RAMsey: Shut the cluck up, chicken! Did I give you free range to say whatever you want?

Chicken: No, Farmer RAMsey.

RAMsey: Then let's get to work. Anyone, ideas for the meal? Let's go around the horns. Cow!

Cow: I make the best lamb chops on the planet, Farmer RAMsey. I eat them all the time!

RAMsey: You fat, arrogant cow! Let's moove on. Duck!

Duck: Filet mignon, Farmer RAMsey!

RAMsey: Have you been hitting the quackpipe, duck?! We can't afford that! Horse!

Horse: It would behoove us to do something classy. I say duck à l'orange, Farmer RAMsey.

RAMsey: That's a foalish idea! It'd be a nightmare! Anybody care to pony up a better idea?

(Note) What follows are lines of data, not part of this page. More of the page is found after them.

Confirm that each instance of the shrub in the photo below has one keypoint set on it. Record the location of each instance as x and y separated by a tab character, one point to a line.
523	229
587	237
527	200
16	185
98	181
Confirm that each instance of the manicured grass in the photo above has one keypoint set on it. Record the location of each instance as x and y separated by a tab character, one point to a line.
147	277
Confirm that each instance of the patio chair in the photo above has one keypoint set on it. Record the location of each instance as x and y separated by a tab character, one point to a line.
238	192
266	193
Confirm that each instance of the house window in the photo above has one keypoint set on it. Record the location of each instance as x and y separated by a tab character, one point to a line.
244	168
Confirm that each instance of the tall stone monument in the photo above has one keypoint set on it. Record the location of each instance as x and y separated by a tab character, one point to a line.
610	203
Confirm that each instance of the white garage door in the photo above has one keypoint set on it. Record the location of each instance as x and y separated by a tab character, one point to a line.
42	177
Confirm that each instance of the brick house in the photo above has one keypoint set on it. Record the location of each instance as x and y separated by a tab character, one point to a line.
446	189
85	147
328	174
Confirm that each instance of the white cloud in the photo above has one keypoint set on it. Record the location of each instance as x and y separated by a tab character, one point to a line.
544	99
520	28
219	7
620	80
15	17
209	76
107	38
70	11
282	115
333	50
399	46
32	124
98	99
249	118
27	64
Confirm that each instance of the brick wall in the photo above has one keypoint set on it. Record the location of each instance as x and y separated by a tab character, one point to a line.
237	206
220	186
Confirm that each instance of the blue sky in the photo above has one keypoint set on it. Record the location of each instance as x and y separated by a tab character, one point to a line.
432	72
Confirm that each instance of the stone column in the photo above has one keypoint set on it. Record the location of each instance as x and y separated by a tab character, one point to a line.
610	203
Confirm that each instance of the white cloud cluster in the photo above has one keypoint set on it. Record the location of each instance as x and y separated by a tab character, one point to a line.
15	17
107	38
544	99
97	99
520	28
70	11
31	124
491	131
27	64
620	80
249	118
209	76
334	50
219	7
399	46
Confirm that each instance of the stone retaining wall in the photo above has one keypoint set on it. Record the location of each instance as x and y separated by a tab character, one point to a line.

Sheep: Aside from the lamp chops, all of these ideas have been sheer brilliance, Farmer RAMsey. I have yet to hear a baad idea!

RAMsey: You filthy cudnt. If I hear anymore of your woolshit, I'll kick you off this farm myself! Thanks for mutton... Pig! What do you say?

Pig: Uh, maybe... No. How about... No. Oh, I know! No, wait...

RAMsey: You're boaring me, pig! Choose!

Pig: I just can't destyed.

RAMsey: You can't deswine, huh? Not bacon any progress? Well, you've hogged enough time already! Dog!

Dog: This is a ruff decision. We need to at leash consider all possibilities as valid before choosing.

RAMsey: Oh, throw me a fucking bone, dog!

Dog: What about human?

RAMsey: Are you mad, dog?

Cat: Human? That sounds purrfect!

RAMsey: All of you want to serve a human, human?!

All: Hay! That sounds wonderful!

RAMsey: Alright, but nobody tell Mr. Frederick what it is. Now go and get Mr. Jones!